Эту пьесу можно было сыграть только один раз, много месяцев ее репетировали, чтобы дать только одно представление. Во второй раз ничего бы не вышло, по городу успели разнестись слухи, что это сплошной обман, а газеты раздули скандал. Я же свои истории могу рассказывать всю жизнь, ведь даже если вы кому-нибудь их перескажете, не беда.
Вся наша жизнь – одно большое представление, никогда точно не знаем, что происходит взаправду, а что окажется насмешкой судьбы, вдобавок понятия не имеем, чем все это закончится.
Ну вот…
Как думаете, что будет дальше?
Понравилась вам эта история?
А Хенрик?
Захотелось взглянуть на мой альбом?
Хотите послушать еще?
Может, какая идея вам в голову пришла или пожалели о чем?
Опять молчите. Только так странно смотрите.

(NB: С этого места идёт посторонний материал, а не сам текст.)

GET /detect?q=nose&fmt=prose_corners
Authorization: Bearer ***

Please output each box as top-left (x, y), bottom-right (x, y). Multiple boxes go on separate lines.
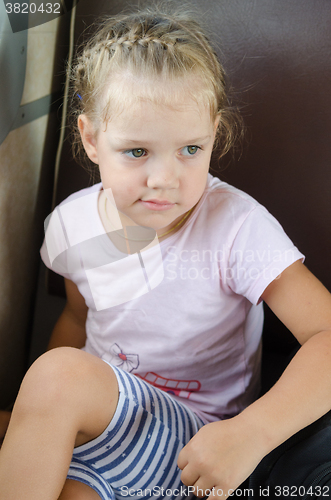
top-left (146, 157), bottom-right (180, 190)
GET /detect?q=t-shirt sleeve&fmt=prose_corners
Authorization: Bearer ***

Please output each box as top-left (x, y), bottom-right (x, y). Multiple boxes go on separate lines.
top-left (226, 206), bottom-right (305, 305)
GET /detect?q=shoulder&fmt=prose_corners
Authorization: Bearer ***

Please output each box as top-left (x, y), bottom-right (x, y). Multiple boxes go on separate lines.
top-left (180, 174), bottom-right (273, 255)
top-left (196, 174), bottom-right (302, 260)
top-left (202, 174), bottom-right (294, 242)
top-left (197, 174), bottom-right (264, 230)
top-left (58, 183), bottom-right (102, 212)
top-left (41, 183), bottom-right (103, 271)
top-left (45, 182), bottom-right (103, 242)
top-left (52, 183), bottom-right (103, 243)
top-left (54, 183), bottom-right (102, 232)
top-left (205, 174), bottom-right (260, 211)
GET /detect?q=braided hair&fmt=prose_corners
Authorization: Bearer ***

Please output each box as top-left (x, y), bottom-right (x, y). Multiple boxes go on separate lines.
top-left (69, 3), bottom-right (241, 168)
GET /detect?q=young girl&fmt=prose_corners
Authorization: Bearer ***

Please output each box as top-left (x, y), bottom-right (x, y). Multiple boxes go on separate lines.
top-left (1, 4), bottom-right (331, 499)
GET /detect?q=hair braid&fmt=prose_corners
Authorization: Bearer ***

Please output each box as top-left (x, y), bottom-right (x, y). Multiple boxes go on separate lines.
top-left (69, 3), bottom-right (242, 171)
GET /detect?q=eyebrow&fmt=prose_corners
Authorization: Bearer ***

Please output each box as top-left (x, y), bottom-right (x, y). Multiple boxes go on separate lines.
top-left (113, 135), bottom-right (211, 146)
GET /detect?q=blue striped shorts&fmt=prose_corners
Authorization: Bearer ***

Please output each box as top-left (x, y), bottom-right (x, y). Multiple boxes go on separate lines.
top-left (67, 363), bottom-right (205, 499)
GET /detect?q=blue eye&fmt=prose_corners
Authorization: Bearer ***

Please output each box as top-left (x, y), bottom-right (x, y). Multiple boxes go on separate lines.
top-left (124, 149), bottom-right (146, 158)
top-left (182, 146), bottom-right (200, 156)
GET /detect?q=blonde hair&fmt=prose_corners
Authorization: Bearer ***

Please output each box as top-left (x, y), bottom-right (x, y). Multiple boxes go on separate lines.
top-left (69, 2), bottom-right (242, 169)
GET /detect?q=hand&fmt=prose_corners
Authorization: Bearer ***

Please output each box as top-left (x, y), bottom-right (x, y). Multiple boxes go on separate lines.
top-left (177, 416), bottom-right (266, 498)
top-left (0, 410), bottom-right (11, 447)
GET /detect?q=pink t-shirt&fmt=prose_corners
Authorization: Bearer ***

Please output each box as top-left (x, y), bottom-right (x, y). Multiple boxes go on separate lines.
top-left (40, 174), bottom-right (304, 423)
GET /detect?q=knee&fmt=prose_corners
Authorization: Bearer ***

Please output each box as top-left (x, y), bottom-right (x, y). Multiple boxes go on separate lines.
top-left (14, 348), bottom-right (116, 417)
top-left (11, 348), bottom-right (118, 441)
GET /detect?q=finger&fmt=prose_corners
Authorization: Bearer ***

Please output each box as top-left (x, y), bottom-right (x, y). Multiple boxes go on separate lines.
top-left (207, 485), bottom-right (235, 499)
top-left (177, 446), bottom-right (189, 470)
top-left (192, 480), bottom-right (217, 499)
top-left (179, 466), bottom-right (200, 488)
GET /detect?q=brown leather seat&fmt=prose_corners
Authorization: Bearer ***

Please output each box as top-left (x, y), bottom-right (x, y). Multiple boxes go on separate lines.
top-left (45, 0), bottom-right (331, 390)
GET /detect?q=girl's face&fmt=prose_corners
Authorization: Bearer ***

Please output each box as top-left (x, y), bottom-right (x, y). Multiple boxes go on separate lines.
top-left (79, 77), bottom-right (219, 238)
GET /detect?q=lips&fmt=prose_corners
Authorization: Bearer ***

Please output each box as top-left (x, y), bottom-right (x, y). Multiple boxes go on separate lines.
top-left (143, 199), bottom-right (173, 205)
top-left (139, 199), bottom-right (175, 211)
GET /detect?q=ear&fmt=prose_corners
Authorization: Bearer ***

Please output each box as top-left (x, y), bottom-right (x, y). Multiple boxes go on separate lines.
top-left (78, 115), bottom-right (99, 164)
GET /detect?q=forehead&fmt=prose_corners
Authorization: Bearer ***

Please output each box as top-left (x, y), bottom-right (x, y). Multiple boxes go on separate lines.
top-left (102, 90), bottom-right (213, 146)
top-left (101, 71), bottom-right (215, 124)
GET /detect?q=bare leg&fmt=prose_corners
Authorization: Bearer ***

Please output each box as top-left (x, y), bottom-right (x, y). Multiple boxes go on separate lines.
top-left (0, 347), bottom-right (118, 500)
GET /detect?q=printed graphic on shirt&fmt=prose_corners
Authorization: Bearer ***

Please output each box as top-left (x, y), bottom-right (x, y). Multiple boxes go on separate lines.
top-left (103, 343), bottom-right (140, 372)
top-left (43, 188), bottom-right (164, 311)
top-left (136, 372), bottom-right (201, 399)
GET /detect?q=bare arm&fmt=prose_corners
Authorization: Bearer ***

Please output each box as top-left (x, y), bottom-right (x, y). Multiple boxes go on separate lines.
top-left (178, 261), bottom-right (331, 497)
top-left (47, 278), bottom-right (88, 350)
top-left (241, 260), bottom-right (331, 447)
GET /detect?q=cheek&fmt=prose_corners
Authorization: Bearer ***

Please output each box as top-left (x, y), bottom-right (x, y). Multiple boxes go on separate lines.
top-left (186, 169), bottom-right (208, 197)
top-left (99, 167), bottom-right (124, 191)
top-left (108, 183), bottom-right (138, 210)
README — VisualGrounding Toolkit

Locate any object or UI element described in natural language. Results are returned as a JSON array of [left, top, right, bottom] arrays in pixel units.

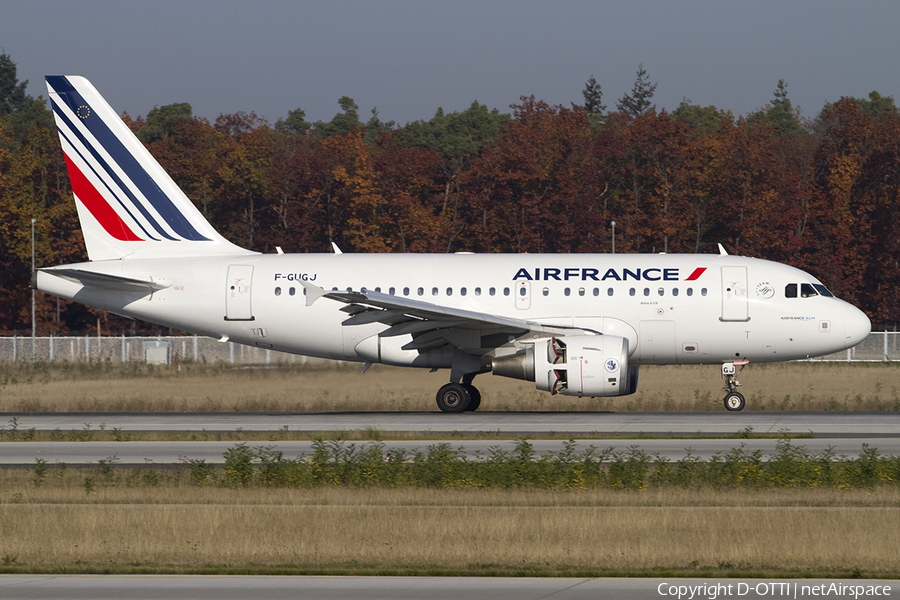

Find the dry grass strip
[[1, 362, 898, 413], [0, 482, 897, 574], [0, 502, 897, 572]]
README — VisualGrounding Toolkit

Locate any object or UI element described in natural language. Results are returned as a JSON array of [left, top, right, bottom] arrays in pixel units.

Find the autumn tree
[[605, 111, 705, 253], [462, 97, 596, 253], [396, 102, 510, 250]]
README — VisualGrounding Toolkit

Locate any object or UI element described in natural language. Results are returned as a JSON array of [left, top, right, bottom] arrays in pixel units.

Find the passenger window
[[593, 288, 599, 297], [474, 287, 482, 296], [629, 288, 636, 297], [519, 286, 526, 296], [460, 287, 467, 296], [657, 287, 664, 296], [701, 288, 708, 297], [275, 287, 282, 296], [389, 287, 396, 295], [672, 288, 679, 297], [446, 287, 453, 296], [801, 283, 818, 298], [503, 287, 510, 296], [542, 288, 549, 296], [289, 287, 296, 296], [643, 288, 650, 297], [432, 287, 438, 296], [361, 287, 367, 293], [564, 288, 571, 297], [403, 287, 409, 296], [785, 283, 797, 298], [374, 287, 381, 293], [687, 288, 693, 297], [489, 287, 496, 296], [607, 288, 614, 297], [578, 288, 585, 297], [417, 287, 424, 296]]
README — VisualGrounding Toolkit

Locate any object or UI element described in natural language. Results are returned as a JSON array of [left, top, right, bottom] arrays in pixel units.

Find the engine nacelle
[[492, 335, 637, 397]]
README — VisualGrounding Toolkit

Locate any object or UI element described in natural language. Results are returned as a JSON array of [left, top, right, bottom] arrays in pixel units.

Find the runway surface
[[5, 410, 900, 435], [0, 576, 893, 600], [1, 412, 897, 464]]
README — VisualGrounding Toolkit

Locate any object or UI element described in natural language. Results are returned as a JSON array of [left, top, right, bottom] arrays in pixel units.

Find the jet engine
[[491, 335, 638, 397]]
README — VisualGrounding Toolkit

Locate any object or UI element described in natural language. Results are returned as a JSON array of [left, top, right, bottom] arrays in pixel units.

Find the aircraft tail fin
[[45, 76, 252, 261]]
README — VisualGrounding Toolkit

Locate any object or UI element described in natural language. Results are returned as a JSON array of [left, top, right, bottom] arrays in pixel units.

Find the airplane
[[33, 76, 872, 413]]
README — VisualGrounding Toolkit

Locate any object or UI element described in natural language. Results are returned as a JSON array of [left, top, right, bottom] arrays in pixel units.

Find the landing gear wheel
[[724, 392, 746, 412], [462, 384, 481, 411], [436, 383, 471, 413]]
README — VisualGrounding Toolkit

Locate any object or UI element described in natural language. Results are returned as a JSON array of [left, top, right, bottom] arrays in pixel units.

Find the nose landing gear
[[722, 361, 747, 412]]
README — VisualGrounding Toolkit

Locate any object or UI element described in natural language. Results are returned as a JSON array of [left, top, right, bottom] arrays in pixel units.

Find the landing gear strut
[[722, 361, 746, 412]]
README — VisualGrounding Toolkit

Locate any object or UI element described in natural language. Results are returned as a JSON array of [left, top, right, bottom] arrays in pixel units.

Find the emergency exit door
[[721, 266, 749, 321], [225, 265, 255, 321]]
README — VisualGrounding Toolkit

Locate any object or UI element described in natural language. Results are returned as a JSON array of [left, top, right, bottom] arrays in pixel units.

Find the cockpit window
[[800, 283, 818, 298], [813, 284, 834, 298], [785, 283, 797, 298]]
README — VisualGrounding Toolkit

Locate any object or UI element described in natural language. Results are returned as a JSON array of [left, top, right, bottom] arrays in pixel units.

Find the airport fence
[[0, 334, 317, 365], [0, 332, 896, 365]]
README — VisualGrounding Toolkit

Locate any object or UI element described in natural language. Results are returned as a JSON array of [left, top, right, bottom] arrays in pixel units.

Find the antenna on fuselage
[[717, 243, 729, 256]]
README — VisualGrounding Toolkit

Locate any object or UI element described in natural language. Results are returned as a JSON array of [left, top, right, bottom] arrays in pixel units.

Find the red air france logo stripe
[[685, 267, 707, 281], [64, 154, 143, 242]]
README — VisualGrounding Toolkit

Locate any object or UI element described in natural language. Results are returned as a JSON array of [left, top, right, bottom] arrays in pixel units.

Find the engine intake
[[491, 335, 637, 397]]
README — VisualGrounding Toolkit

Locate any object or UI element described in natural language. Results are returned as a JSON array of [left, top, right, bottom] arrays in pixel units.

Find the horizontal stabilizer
[[38, 268, 169, 292]]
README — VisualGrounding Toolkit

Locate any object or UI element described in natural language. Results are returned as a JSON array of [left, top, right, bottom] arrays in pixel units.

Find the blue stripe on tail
[[47, 76, 210, 242]]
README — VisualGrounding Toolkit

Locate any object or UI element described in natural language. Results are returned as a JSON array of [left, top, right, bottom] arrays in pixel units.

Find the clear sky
[[3, 0, 900, 125]]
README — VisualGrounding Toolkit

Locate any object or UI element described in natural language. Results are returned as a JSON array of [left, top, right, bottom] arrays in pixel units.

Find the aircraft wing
[[301, 282, 595, 356]]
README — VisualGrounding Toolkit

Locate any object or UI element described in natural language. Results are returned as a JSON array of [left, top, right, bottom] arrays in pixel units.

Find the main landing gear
[[722, 361, 746, 412], [435, 380, 482, 413]]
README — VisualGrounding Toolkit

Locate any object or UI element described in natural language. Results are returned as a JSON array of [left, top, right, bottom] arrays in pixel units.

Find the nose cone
[[845, 305, 871, 348]]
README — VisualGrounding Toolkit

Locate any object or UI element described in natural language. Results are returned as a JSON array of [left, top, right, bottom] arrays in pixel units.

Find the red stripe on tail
[[64, 154, 143, 242]]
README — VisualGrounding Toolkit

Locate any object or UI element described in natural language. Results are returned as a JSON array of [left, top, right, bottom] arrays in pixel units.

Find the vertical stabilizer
[[46, 76, 253, 260]]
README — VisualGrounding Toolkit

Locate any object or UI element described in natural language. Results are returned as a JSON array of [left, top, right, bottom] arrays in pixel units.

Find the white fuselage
[[38, 252, 871, 367]]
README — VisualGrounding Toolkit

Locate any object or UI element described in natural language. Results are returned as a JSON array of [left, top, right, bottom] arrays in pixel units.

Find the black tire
[[462, 384, 481, 411], [436, 383, 470, 413], [724, 392, 746, 412]]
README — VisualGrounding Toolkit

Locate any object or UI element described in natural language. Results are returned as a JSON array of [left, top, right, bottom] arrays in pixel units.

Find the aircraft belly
[[638, 320, 677, 363]]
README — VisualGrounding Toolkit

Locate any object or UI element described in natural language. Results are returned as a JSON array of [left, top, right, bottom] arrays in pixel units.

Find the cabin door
[[225, 265, 255, 321], [720, 266, 749, 322]]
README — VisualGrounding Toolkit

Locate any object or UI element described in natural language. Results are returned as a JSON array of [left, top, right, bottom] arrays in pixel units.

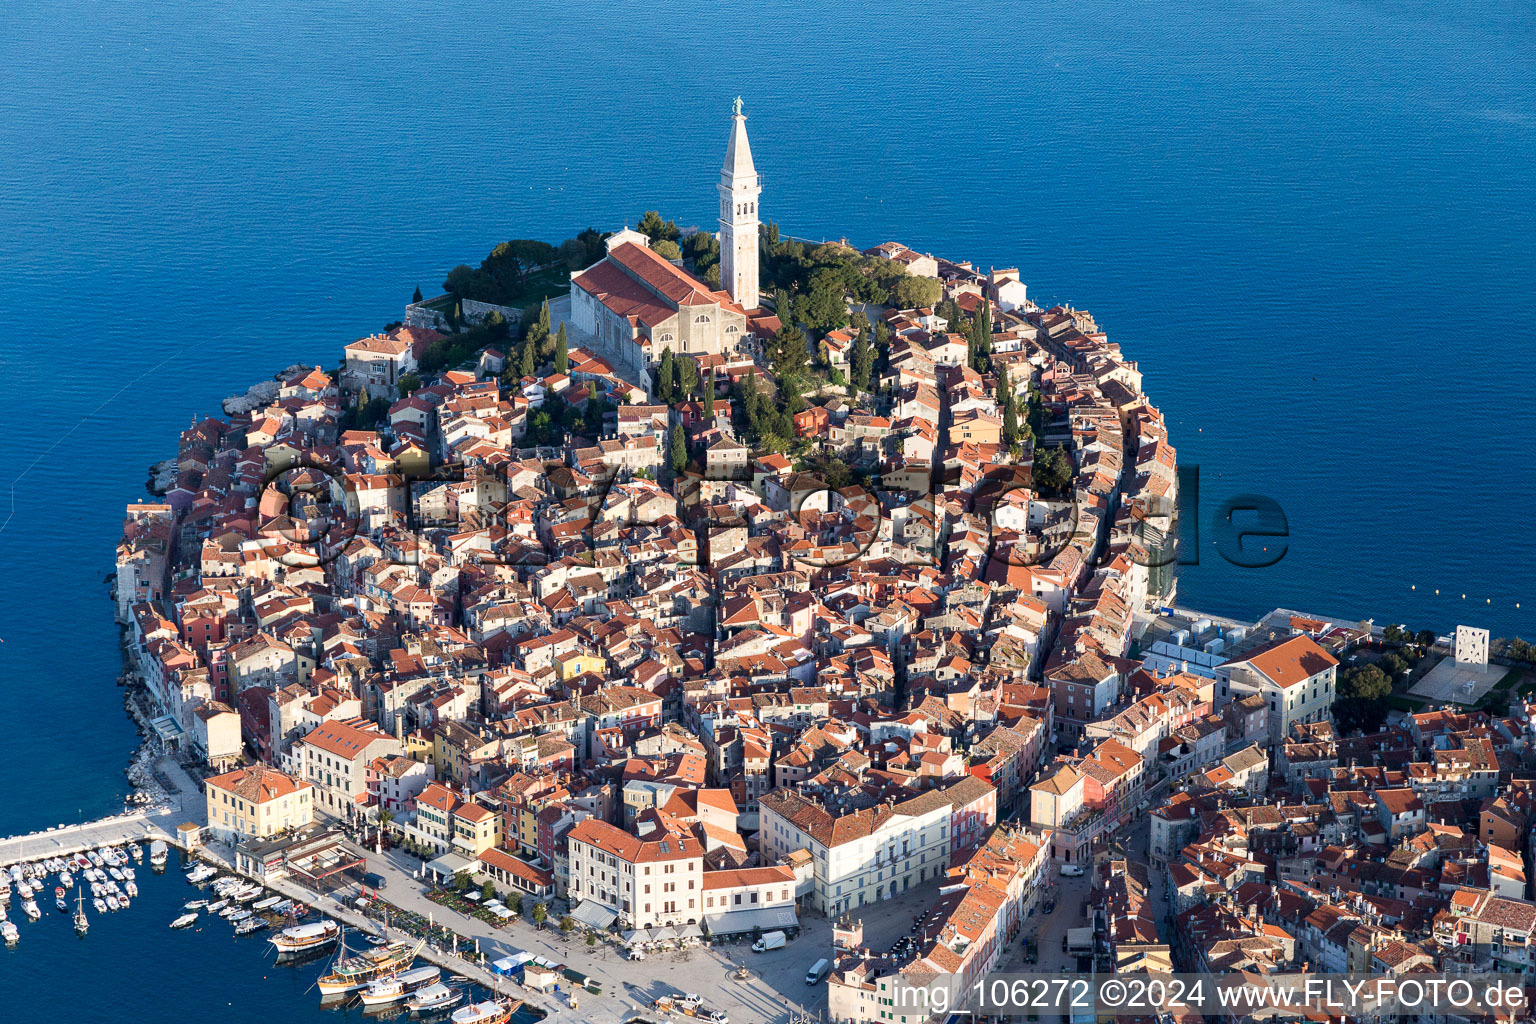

Сначала вы заказали кофе, потом рогалик, на мой вопрос ответили, что приехали из Польши, листали «Пари матч», слушали меня так серьезно, но кто знает, может, вы вообще не понимаете по-французски?
Атропос
Любовь моя.
Еще месяца не прошло – а мне кажется, целая вечность, – с тех пор как я видела Тебя в последний раз. Это будто другая эпоха, все скрыто туманом, даже не могу передать одним словом, о чем я, собственно, тоскую. Знаю только, что вокруг меня все замерло, и я сама замерла, застыла, сделав полшага между тем временем и каким-то новым, которое, может быть, наступит…
Не знаю, почему именно сегодня я пишу Тебе. Проснулась с таким желанием, а разбудило меня солнце, впервые в этом году по-настоящему яркое. Сегодня Страстная суббота, день на удивление погожий, словно Господь Бог решил немножко побаловать себя в свой самый большой праздник. Наконец потеплело, перед кафе появились столики, расставленные на скорую руку и как бы временно. За столиками сидят люди, радуются нежданному теплу, от которого успели отвыкнуть за год, и непременно подставляют лица солнцу. Среди них сижу и я, попиваю кофе и пишу Тебе. Солнце отражается от белого листа, я щурюсь и невольно улыбаюсь, чувствуя, как горячий луч растапливает во мне огромный кусок льда, пусть хоть немного подтает.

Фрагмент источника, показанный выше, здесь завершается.